Just an opinion here, I've been growing both for a few years. To me, pitangatuba is horrible. I even just tried it with miracle fruit. Absolutely horrible. It has an apricot taste for about a second & a half after miracle-fruit. However, I had to spit it out quickly as the intense sour was flipped over to intense sweet, and not in a good way.   It is ornamental though, but not worthy to grow as an edible.  Worse than suriname cherry.

Pitomba is pretty good. I currently have ~50 fruit on my bush.  It is more edible, but also just a novelty fruit. 

Pitangatuba was pushed a few years back at the rare fruit meetings and on this forum. Sure, may be improved variety, however, it is a stinky sour fruit not worthy of growing other than as an ornamental.   

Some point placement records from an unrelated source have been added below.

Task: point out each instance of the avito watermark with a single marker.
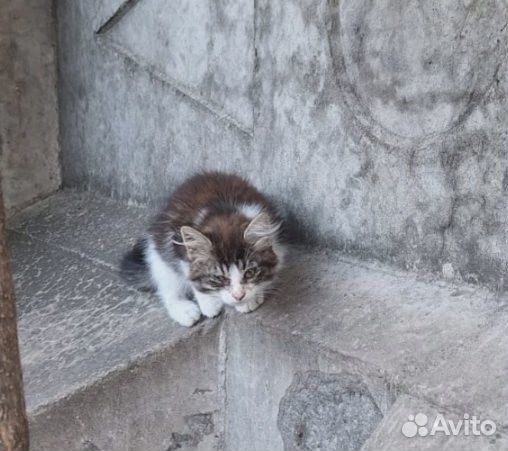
(419, 425)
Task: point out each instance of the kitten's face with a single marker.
(238, 280)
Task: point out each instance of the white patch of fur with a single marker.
(250, 210)
(280, 251)
(200, 216)
(170, 285)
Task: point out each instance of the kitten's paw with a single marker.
(185, 313)
(251, 305)
(211, 307)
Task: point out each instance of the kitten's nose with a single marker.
(238, 295)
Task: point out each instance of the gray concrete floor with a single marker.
(410, 341)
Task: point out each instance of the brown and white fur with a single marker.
(217, 242)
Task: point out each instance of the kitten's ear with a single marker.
(261, 231)
(196, 243)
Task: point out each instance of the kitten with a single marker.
(217, 241)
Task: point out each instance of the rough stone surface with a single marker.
(326, 411)
(28, 102)
(381, 127)
(105, 369)
(78, 321)
(162, 403)
(399, 334)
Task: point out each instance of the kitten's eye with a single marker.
(218, 281)
(250, 273)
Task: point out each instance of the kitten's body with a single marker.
(216, 241)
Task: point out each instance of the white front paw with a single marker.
(251, 305)
(185, 313)
(211, 307)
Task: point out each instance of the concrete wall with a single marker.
(380, 125)
(29, 149)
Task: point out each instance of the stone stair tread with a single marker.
(78, 322)
(439, 341)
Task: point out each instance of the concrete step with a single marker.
(103, 366)
(336, 359)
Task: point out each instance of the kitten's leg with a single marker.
(251, 305)
(210, 305)
(169, 287)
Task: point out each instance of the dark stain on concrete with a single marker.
(326, 411)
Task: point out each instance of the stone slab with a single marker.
(399, 334)
(78, 321)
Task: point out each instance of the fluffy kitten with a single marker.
(217, 241)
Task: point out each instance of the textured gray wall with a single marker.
(380, 125)
(28, 102)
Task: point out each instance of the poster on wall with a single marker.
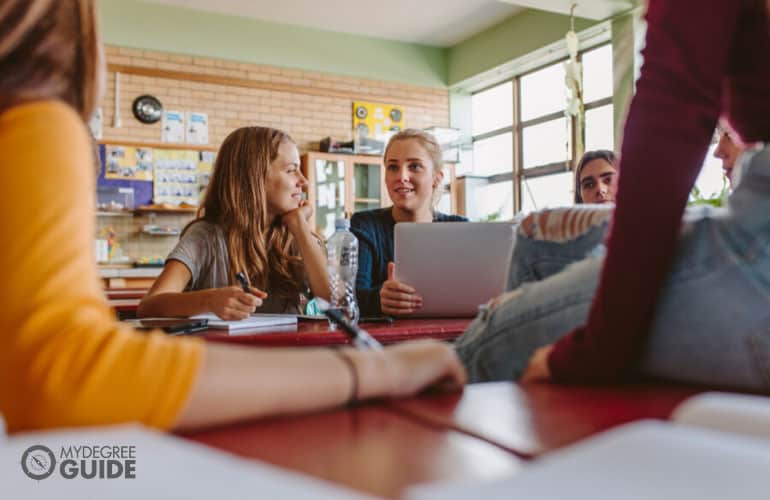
(176, 177)
(376, 121)
(197, 128)
(172, 129)
(96, 124)
(128, 163)
(205, 166)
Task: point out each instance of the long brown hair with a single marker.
(236, 202)
(50, 49)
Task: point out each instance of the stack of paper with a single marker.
(255, 322)
(716, 448)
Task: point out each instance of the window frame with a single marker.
(518, 174)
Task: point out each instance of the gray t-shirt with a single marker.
(203, 249)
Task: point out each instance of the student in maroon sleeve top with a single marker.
(678, 297)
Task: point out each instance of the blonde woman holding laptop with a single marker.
(64, 360)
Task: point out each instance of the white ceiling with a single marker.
(439, 23)
(589, 9)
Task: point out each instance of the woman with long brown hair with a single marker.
(254, 220)
(64, 360)
(680, 295)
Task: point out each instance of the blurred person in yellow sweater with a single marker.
(64, 359)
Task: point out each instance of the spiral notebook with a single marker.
(256, 322)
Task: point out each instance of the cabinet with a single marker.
(340, 185)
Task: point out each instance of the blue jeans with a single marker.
(712, 320)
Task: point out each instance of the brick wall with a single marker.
(308, 105)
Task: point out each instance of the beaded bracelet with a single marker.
(348, 361)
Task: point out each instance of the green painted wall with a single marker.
(516, 36)
(137, 24)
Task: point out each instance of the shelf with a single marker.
(159, 145)
(175, 232)
(149, 210)
(125, 213)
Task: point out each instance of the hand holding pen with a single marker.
(234, 303)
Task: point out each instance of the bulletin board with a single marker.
(169, 176)
(376, 120)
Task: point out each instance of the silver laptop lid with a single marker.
(454, 266)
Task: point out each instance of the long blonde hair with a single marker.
(50, 49)
(236, 201)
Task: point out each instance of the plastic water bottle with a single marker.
(342, 256)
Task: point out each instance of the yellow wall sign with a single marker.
(375, 120)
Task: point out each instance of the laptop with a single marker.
(454, 266)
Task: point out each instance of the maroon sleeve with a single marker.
(669, 126)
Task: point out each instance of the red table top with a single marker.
(368, 449)
(537, 418)
(384, 447)
(317, 333)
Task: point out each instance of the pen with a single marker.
(241, 279)
(361, 338)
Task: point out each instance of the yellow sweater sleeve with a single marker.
(64, 359)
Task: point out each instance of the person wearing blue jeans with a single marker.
(712, 321)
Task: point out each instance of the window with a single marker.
(534, 150)
(491, 109)
(555, 190)
(491, 195)
(493, 155)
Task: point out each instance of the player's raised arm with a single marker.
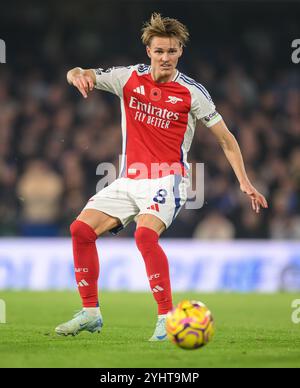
(83, 80)
(233, 153)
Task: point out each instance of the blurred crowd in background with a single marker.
(52, 140)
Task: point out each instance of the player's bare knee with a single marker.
(79, 229)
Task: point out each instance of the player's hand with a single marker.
(83, 83)
(257, 199)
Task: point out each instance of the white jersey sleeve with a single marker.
(113, 79)
(203, 107)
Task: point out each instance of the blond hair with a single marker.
(164, 27)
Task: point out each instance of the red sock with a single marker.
(86, 262)
(157, 267)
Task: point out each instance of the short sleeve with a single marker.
(113, 79)
(203, 106)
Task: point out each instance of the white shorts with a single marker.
(127, 198)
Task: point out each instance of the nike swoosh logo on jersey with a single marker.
(174, 100)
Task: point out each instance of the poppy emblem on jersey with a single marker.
(155, 94)
(174, 100)
(154, 207)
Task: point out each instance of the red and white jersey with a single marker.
(158, 119)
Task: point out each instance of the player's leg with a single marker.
(149, 229)
(89, 225)
(85, 230)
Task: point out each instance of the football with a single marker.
(190, 325)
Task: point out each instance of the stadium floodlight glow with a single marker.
(2, 311)
(2, 51)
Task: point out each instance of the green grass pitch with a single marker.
(251, 331)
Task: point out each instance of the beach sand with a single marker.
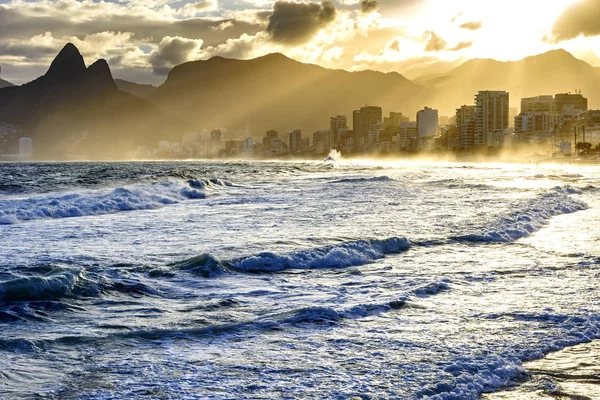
(569, 374)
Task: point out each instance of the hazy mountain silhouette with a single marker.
(4, 83)
(137, 89)
(275, 92)
(553, 72)
(77, 110)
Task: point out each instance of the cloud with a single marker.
(368, 6)
(296, 23)
(472, 26)
(173, 51)
(73, 18)
(461, 46)
(581, 18)
(435, 42)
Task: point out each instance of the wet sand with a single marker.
(569, 374)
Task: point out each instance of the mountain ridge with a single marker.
(276, 92)
(74, 109)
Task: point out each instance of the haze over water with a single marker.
(291, 279)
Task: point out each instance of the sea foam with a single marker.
(143, 196)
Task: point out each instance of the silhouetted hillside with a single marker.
(549, 73)
(137, 89)
(77, 110)
(4, 83)
(275, 92)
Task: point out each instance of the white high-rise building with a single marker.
(491, 117)
(25, 147)
(427, 123)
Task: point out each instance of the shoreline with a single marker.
(569, 374)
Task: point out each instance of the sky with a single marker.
(143, 39)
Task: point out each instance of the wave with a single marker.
(349, 254)
(529, 216)
(144, 196)
(364, 180)
(50, 287)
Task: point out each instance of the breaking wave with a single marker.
(383, 178)
(343, 255)
(529, 216)
(144, 196)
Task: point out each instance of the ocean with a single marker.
(280, 280)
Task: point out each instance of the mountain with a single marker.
(137, 89)
(4, 83)
(553, 72)
(74, 109)
(275, 92)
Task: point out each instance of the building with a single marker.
(407, 138)
(373, 140)
(337, 125)
(465, 127)
(537, 104)
(563, 100)
(491, 118)
(268, 139)
(320, 142)
(427, 123)
(295, 141)
(535, 127)
(363, 121)
(248, 146)
(25, 147)
(395, 119)
(216, 137)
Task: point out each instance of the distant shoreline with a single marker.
(429, 158)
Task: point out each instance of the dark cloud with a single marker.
(472, 26)
(435, 42)
(296, 23)
(17, 25)
(27, 50)
(368, 6)
(172, 51)
(581, 18)
(461, 46)
(457, 17)
(394, 45)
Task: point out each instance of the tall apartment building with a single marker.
(407, 137)
(295, 141)
(532, 127)
(465, 127)
(337, 125)
(427, 123)
(491, 117)
(538, 104)
(563, 100)
(363, 121)
(268, 139)
(395, 119)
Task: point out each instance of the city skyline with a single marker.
(142, 40)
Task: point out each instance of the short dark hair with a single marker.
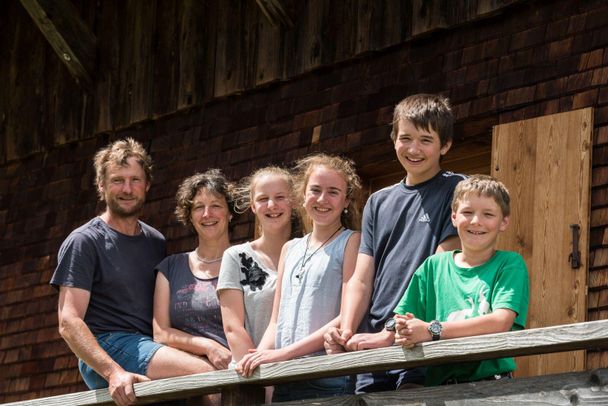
(213, 180)
(426, 111)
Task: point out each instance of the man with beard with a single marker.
(105, 275)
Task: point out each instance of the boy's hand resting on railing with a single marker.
(368, 341)
(410, 330)
(255, 358)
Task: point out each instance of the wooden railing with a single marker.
(241, 391)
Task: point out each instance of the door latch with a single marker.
(575, 255)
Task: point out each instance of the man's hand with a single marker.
(410, 330)
(367, 341)
(336, 339)
(120, 386)
(219, 356)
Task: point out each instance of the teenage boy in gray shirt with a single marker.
(402, 225)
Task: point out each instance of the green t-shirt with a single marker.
(441, 290)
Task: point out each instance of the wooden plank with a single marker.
(106, 103)
(68, 35)
(25, 114)
(143, 16)
(429, 15)
(192, 62)
(236, 43)
(581, 388)
(537, 341)
(269, 53)
(525, 342)
(277, 13)
(545, 163)
(167, 57)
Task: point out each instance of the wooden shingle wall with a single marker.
(532, 59)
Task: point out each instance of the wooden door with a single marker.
(545, 164)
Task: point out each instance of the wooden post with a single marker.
(243, 395)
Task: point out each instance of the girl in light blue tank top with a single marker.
(312, 273)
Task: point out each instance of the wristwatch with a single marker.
(390, 324)
(435, 329)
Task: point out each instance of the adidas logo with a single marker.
(424, 218)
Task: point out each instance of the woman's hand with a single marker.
(255, 358)
(219, 355)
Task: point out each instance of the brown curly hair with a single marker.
(346, 168)
(118, 153)
(214, 181)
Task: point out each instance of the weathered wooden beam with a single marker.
(74, 43)
(569, 337)
(576, 388)
(276, 13)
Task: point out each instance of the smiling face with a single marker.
(209, 215)
(124, 188)
(325, 196)
(419, 152)
(271, 202)
(479, 220)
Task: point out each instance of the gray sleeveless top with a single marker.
(310, 295)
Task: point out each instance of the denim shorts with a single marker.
(389, 380)
(314, 388)
(132, 351)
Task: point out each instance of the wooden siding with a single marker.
(158, 57)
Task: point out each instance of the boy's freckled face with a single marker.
(418, 151)
(479, 220)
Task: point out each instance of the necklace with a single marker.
(305, 260)
(205, 260)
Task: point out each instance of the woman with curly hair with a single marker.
(186, 310)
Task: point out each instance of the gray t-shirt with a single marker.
(117, 269)
(243, 270)
(310, 295)
(402, 225)
(193, 305)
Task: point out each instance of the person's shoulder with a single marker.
(387, 190)
(151, 231)
(439, 259)
(511, 257)
(170, 261)
(450, 178)
(90, 230)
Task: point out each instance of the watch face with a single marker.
(435, 328)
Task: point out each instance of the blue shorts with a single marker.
(313, 388)
(388, 380)
(132, 351)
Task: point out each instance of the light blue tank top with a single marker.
(310, 295)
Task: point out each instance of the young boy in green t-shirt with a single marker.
(478, 290)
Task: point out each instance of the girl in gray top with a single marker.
(248, 273)
(312, 269)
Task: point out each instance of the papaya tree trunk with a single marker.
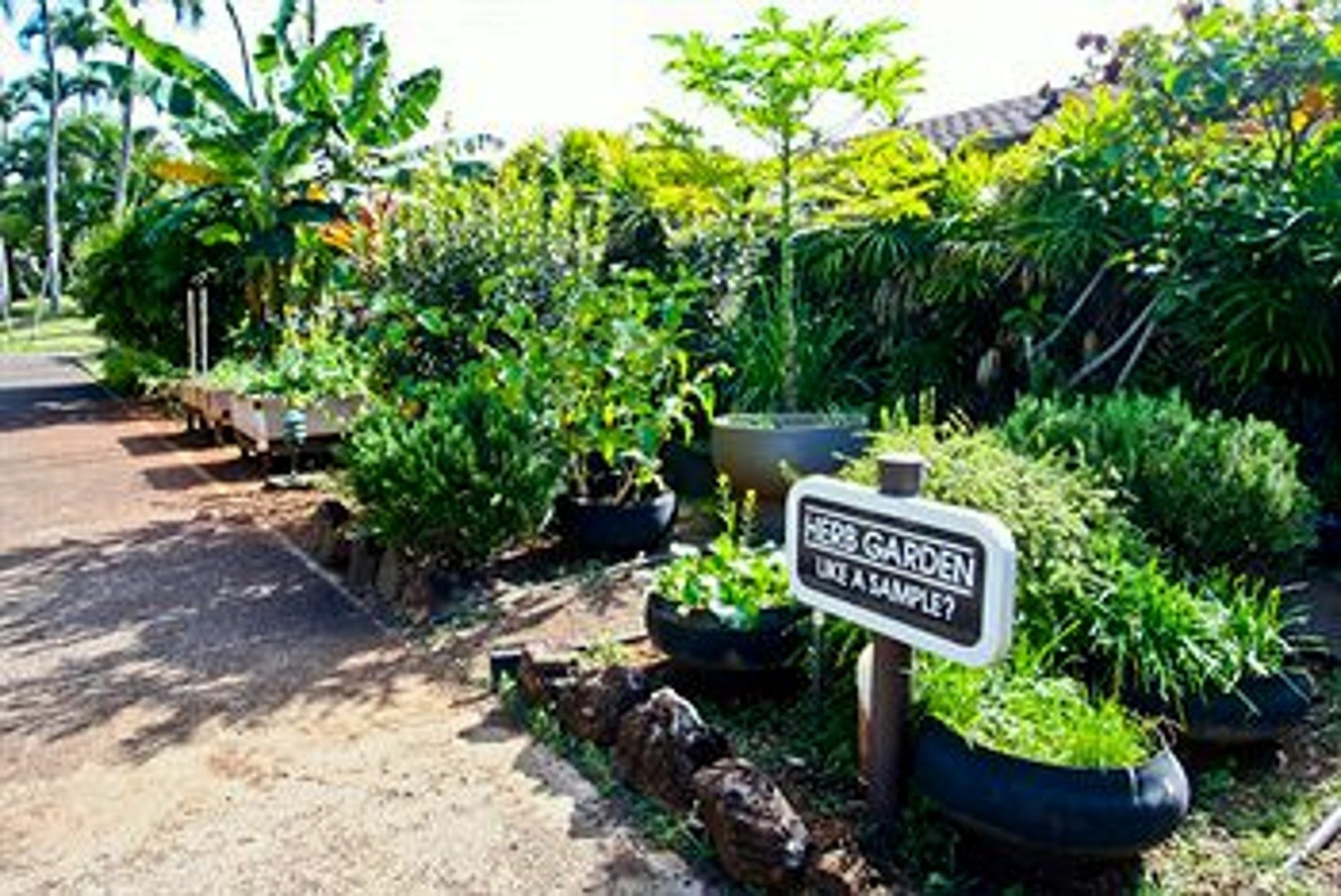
(128, 133)
(5, 282)
(788, 285)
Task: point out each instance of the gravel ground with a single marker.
(186, 707)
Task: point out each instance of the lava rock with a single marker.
(596, 703)
(662, 743)
(760, 837)
(394, 572)
(840, 872)
(544, 675)
(332, 513)
(364, 558)
(331, 542)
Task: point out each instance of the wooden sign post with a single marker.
(917, 573)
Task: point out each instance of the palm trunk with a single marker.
(128, 111)
(53, 167)
(242, 50)
(5, 282)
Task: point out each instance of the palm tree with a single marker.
(190, 11)
(42, 25)
(77, 29)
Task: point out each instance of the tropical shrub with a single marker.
(459, 475)
(1209, 489)
(770, 80)
(135, 372)
(133, 278)
(1090, 589)
(328, 124)
(461, 253)
(733, 577)
(618, 380)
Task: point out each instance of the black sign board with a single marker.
(929, 574)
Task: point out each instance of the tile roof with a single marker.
(1001, 124)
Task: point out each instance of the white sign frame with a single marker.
(998, 611)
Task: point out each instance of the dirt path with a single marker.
(184, 707)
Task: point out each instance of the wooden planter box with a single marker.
(205, 403)
(259, 420)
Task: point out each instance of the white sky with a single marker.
(524, 68)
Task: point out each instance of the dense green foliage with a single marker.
(1090, 589)
(312, 361)
(135, 274)
(459, 479)
(1209, 489)
(618, 379)
(133, 372)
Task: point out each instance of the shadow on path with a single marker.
(186, 624)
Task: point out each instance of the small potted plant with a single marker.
(727, 608)
(622, 388)
(1031, 758)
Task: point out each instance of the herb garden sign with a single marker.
(914, 572)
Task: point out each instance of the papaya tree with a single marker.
(777, 81)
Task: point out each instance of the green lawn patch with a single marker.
(27, 332)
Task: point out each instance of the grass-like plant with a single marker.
(1024, 710)
(1210, 489)
(459, 478)
(1112, 609)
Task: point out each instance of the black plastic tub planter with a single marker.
(699, 641)
(1110, 813)
(1261, 708)
(604, 527)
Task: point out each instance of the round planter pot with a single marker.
(699, 641)
(616, 529)
(756, 450)
(1107, 813)
(1261, 708)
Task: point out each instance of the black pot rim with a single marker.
(596, 503)
(846, 420)
(770, 617)
(1114, 812)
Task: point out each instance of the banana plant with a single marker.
(325, 128)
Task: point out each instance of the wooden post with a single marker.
(191, 330)
(205, 328)
(900, 476)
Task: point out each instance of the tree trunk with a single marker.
(242, 50)
(788, 278)
(53, 164)
(5, 282)
(128, 111)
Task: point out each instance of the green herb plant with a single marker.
(1025, 710)
(458, 476)
(615, 377)
(1210, 490)
(730, 578)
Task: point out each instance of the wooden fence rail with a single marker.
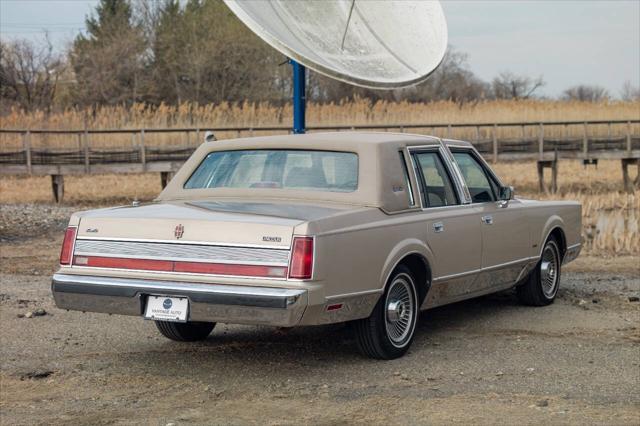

Central Floridave if you don't want your Pitangatubas I will take them! I love them. I have only had one that was intense sour. All the others i have had were an awesome sweet (mango, pineapple, floral flavor). I know there is so much vairation plant to plant, but this is true for pitomba and many eugenia.

Some people love some off of one plant but other plants taste horrible. I didn't really understand that until I started trying fruit off of friends bushes, and plant to plant there was so much variety. Like others have said, some tropical fruits make you think that the fruit is horrible, then you try another fruit off a different plant and you love the fruit.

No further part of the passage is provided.